Design, synthesis, and structure-activity relationship exploration of 1-substituted 4-aroyl-3-hydroxy-5-phenyl-1H-pyrrol-2(5H)-one analogues as inhibitors of the annexin A2-S100A10 protein interaction

Abstract

S100 proteins are small adaptors that regulate the activity of partner proteins by virtue of direct protein interactions. Here, we describe the first small molecule blockers of the interaction between S100A10 and annexin A2. Molecular docking yielded candidate blockers that were screened for competition of the binding of an annexin A2 peptide to S100A10. Several inhibitory clusters were identified with some containing compounds with potency in the lower micromolar range. We chose 3-hydroxy-1-(2-hydroxypropyl)-5-(4-isopropylphenyl)-4-(4-methylbenzoyl)-1H-pyrrol-2(5H)-one (1a) as a starting point for structure-activity studies. These confirmed the hypothetical binding mode from the virtual screen for this series of molecules. Selected compounds disrupted the physiological complex of annexin A2 and S100A10, both in a broken cell preparation and inside MDA-MB-231 breast cancer cells. Thus, this class of compounds has promising properties as inhibitors of the interaction between annexin A2 and S100A10 and may help to elucidate the cellular function of this protein interaction.

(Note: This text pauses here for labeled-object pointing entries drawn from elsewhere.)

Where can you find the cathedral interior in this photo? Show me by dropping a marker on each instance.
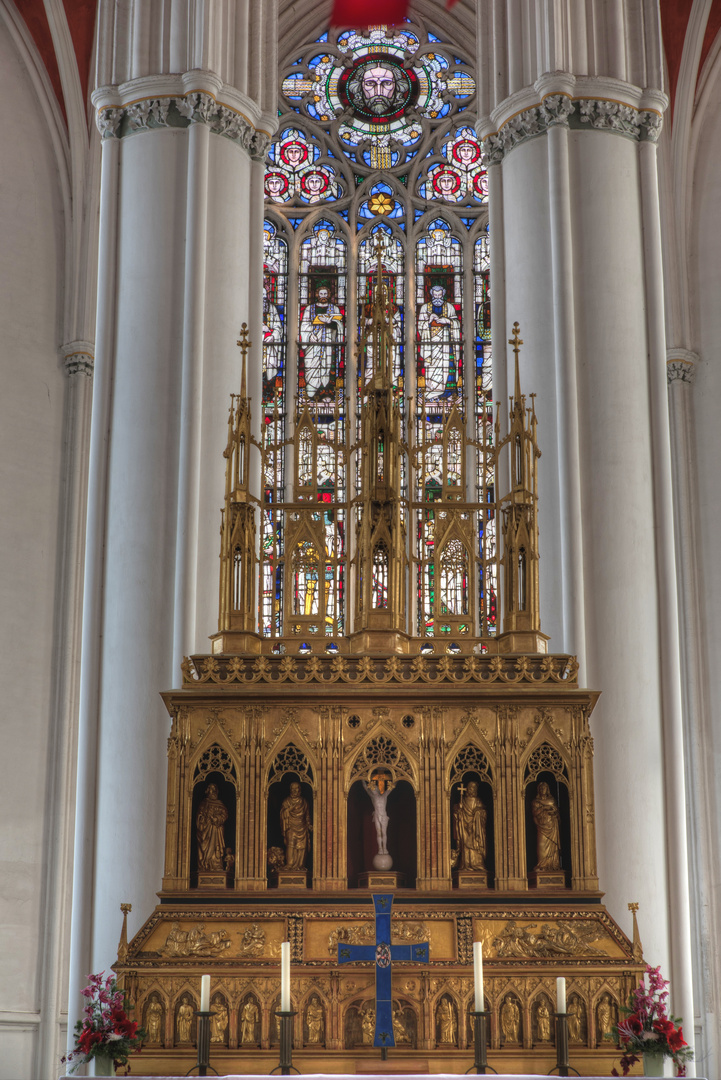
(359, 449)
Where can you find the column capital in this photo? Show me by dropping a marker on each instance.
(681, 365)
(580, 103)
(163, 102)
(78, 358)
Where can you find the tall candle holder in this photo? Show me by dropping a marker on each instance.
(480, 1065)
(562, 1048)
(285, 1031)
(203, 1045)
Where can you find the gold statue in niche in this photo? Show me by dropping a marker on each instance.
(153, 1020)
(399, 1026)
(470, 820)
(575, 1021)
(547, 819)
(248, 1021)
(607, 1016)
(511, 1020)
(296, 825)
(543, 1021)
(446, 1021)
(314, 1020)
(185, 1020)
(212, 817)
(219, 1022)
(368, 1025)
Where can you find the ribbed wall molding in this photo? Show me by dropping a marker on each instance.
(155, 103)
(576, 113)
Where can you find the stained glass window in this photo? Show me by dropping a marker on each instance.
(376, 159)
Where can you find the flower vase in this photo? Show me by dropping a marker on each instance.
(657, 1065)
(106, 1067)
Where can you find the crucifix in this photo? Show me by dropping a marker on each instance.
(382, 954)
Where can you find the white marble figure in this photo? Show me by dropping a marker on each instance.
(378, 790)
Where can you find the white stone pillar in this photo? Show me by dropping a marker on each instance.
(574, 162)
(180, 269)
(78, 359)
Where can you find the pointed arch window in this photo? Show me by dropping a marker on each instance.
(377, 158)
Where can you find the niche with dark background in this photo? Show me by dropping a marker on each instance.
(276, 795)
(486, 796)
(227, 796)
(362, 840)
(560, 793)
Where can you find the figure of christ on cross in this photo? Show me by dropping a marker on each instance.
(383, 954)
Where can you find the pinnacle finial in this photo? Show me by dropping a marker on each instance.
(244, 345)
(516, 341)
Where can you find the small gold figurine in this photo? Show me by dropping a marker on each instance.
(446, 1021)
(575, 1021)
(153, 1020)
(185, 1020)
(219, 1022)
(212, 817)
(543, 1022)
(470, 820)
(547, 820)
(296, 825)
(314, 1018)
(248, 1022)
(511, 1020)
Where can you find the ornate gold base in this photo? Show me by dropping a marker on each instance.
(547, 879)
(291, 879)
(235, 642)
(522, 640)
(215, 880)
(471, 879)
(378, 879)
(406, 1066)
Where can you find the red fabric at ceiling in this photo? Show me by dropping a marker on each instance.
(33, 13)
(674, 22)
(81, 22)
(712, 28)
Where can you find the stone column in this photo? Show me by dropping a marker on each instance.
(573, 161)
(179, 271)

Chart 1. Clusters of Blockers of the Annexin A2−S100A10 Protein Interaction Identified by GOLD Docking and Biochemical Assay

Figure 1

Structure-based design of annexin A2−S100A10 inhibitors. (a) The interaction between the helical N-terminal annexin A2 peptide (gray CPK coloring) and a binding pocket of S100A10 (green CPK surface); the side chains, including the N-terminal acetyl group of the annexin peptide involved in intimate contact with the receptor through either hydrophobic or hydrogen-bonding (dashed lines) interactions, are shown as solid sticks and are labeled. (b) The hydrophobic (H1 and H2) and hydrophilic (H3) subsites of the S100A10 binding pocket are colored in cyan, yellow, and magenta, respectively. Predicted binding poses of verified virtual screening hits (gray CPK stick models): (c) 1a, (d) 2a, (e) 3, (f) 4, and (g) 5 (refer Chart 1).

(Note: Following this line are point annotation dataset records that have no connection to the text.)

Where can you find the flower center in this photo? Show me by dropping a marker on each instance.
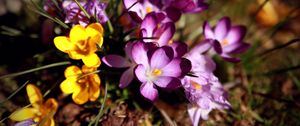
(156, 72)
(225, 42)
(196, 85)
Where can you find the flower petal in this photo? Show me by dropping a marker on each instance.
(172, 69)
(95, 31)
(217, 46)
(78, 34)
(148, 90)
(75, 55)
(128, 48)
(237, 47)
(72, 71)
(201, 47)
(161, 57)
(34, 95)
(69, 85)
(166, 34)
(27, 122)
(140, 73)
(91, 60)
(23, 114)
(195, 114)
(222, 28)
(179, 48)
(149, 24)
(94, 89)
(126, 78)
(229, 58)
(115, 61)
(167, 82)
(52, 105)
(236, 34)
(208, 33)
(81, 96)
(139, 53)
(63, 44)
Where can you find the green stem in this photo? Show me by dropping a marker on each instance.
(96, 121)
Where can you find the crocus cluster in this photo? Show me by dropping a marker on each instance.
(157, 61)
(153, 57)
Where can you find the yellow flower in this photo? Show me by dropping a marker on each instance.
(41, 112)
(84, 85)
(82, 43)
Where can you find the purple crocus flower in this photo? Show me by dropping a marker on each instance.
(203, 90)
(138, 9)
(158, 68)
(226, 39)
(155, 31)
(74, 14)
(188, 6)
(118, 61)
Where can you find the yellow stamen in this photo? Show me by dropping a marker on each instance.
(156, 72)
(196, 85)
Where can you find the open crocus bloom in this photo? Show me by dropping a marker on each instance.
(188, 6)
(82, 84)
(82, 43)
(226, 39)
(75, 15)
(41, 112)
(203, 90)
(118, 61)
(138, 9)
(158, 68)
(156, 31)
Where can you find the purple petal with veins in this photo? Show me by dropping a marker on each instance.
(148, 90)
(222, 28)
(179, 48)
(161, 57)
(140, 73)
(126, 78)
(208, 33)
(167, 82)
(236, 34)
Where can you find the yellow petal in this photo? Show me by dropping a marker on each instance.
(81, 96)
(63, 44)
(23, 114)
(78, 34)
(75, 55)
(52, 105)
(95, 32)
(69, 85)
(72, 71)
(91, 60)
(94, 28)
(34, 95)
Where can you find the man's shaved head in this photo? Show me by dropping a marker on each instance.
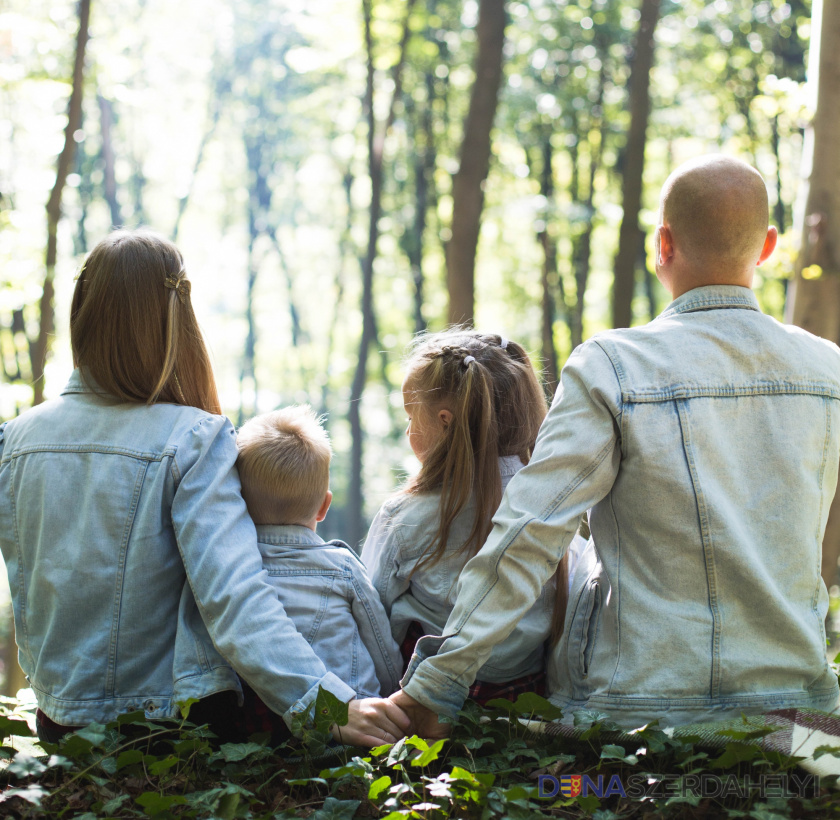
(716, 209)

Scheme 1. Synthesis of 1-Substituted 4-Aroyl-3-hydroxy-5-phenyl-1H-pyrrol-2(5H)-ones

Reagents and conditions: (a) 1,4-Dioxane, 15 min. (b) 1,4-Dioxane, overnight reaction. (c) (i) Microwave irradiation, 250 W, 30 °C, 5 min, 2 M NaOMe/MeOH; (ii) H⁺ (pH 3−4).

Figure 2

Alternative binding poses for N1-methoxyalkyl and allyl 1H-pyrrol-2(5H)-ones. Highly scoring S100A10-docked poses of compounds 35 (a), 36, (b), and 47 (c) are shown.

Figure 3

Biological activity of peptide and small-molecule annexin A2−S100A10 inhibitors. (A) Dose−response curves for the 14-residue N-terminal annexin A2 peptide (⧫) and compounds 1a (▲), 47 (◼), and 50 (▼) in the FRET-based competitive annexin A2−S100A10 binding assay are shown. Curve fit was performed in Graphpad Prism as described in Table 1. Error bars represent the standard error of the mean of four (compounds) or eight (peptide) observations. (B) As under A except that compound 27 (●; n = 28 ± standard error of the mean) or 22 (○; n = 4 ± standard error of the mean) was analyzed.

Figure 4

Analysis of the native complex of S100A10 and annexin A2. (A) MDA-MB-231 cells were lysed and incubated with 50 μM compound as indicated or with the annexin A2 N terminus peptide (P). S100A10 was immunoprecipitated, and the amount of annexin A2 in the immunoprecipitates was analyzed by SDS-PAGE followed by Western blotting using an annexin A2 antibody. Annexin A2 was identified based upon comigration with an annexin A2 reference on the blot. The section of the blot with the annexin A2 signal is shown. (B) MDA-MB-231 cells were lysed and incubated with compound at concentrations as indicated or with the annexin A2 N terminus peptide (P). Western blots were obtained and scanned, and scans were quantified using Scion Image software. Quantified data were expressed as % of nontreated control. Error bars represent the standard error of the mean (n = 3 from three separate lysates). (C) As in B, except that MDA-MB-231 cells were treated with compound for 6 h after which the cells were lysed and washed, and immunoprecipitations were performed as above. Error bars represent the standard error of the mean (n = 3 from three separate lysates). *p < 0.05 (nonpaired t test).